6. That's all from the broker. I continue on alone and decide to check out the Upper East Side, which is now supposedly the bargain neighborhood for yuppies. I walk along Central Park South and spot Giada DeLaurentis, from the Food Network. She has perfect hair and appears to be shopping with a friend. She's cute.

I check out an Eberhart one-bedroom on E. 82nd. $2400 gets you a small but well-constructed apartment across the street from P.S. 200. The "bedroom" is a kind of a joke. There's one closet. And there's roach traps under the kitchen sink. God.

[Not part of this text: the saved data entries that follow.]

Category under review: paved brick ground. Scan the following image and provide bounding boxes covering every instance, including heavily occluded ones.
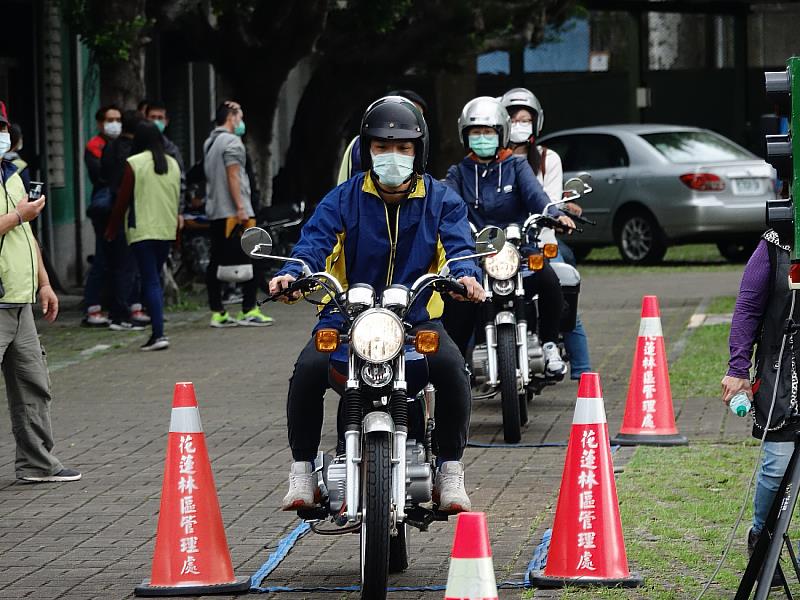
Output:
[0,269,745,599]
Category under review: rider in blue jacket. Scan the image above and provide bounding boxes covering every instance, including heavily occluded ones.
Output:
[443,96,574,377]
[270,97,485,514]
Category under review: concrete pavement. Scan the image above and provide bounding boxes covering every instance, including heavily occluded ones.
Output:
[0,268,745,599]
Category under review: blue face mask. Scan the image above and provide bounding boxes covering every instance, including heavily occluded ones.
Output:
[469,133,499,158]
[234,120,246,137]
[371,152,415,187]
[152,119,166,134]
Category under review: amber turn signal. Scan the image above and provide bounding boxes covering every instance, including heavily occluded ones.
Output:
[315,328,339,353]
[528,254,544,271]
[543,243,558,259]
[415,330,440,355]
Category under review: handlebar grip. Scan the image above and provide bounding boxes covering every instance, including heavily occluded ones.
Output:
[266,278,306,302]
[444,279,468,297]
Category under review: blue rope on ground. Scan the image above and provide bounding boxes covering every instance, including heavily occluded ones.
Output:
[527,528,552,574]
[467,441,568,448]
[250,521,311,591]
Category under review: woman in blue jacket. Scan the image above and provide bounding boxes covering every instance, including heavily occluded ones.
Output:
[443,96,574,377]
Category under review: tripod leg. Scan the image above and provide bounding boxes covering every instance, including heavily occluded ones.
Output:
[783,533,800,584]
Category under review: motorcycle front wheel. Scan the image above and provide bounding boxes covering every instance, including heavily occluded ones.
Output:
[360,432,392,599]
[497,324,522,443]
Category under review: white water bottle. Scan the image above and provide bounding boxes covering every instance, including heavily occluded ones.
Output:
[729,391,752,417]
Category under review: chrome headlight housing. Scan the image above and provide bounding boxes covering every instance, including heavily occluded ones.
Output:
[484,242,520,281]
[350,308,405,362]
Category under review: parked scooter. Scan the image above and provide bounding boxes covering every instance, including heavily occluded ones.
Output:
[469,174,593,443]
[241,225,503,600]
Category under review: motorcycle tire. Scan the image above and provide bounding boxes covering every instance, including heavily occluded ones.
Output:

7. My Halstead broker, whom I kind of love, calls with a last-minute apartment in the East Village. I call Joiner to join me (ha ha), and we walk around the block. It's on 13th St., a few minutes' walk from Union Square. The building faces an empty, overgrown lot (at first I thought it was a crack lot, but my broker says NYU just bought it). $2100 gets you a basement apartment that's been newly renovated, with a private garden in the back. It's also right next to the recycling room. Pest potential very high. I sneeze about 4 times and start getting a headache while I'm in the place. It has great potential, but I can't see putting the time in to make it what it could be.

I realize I hate New York and don't want to live here.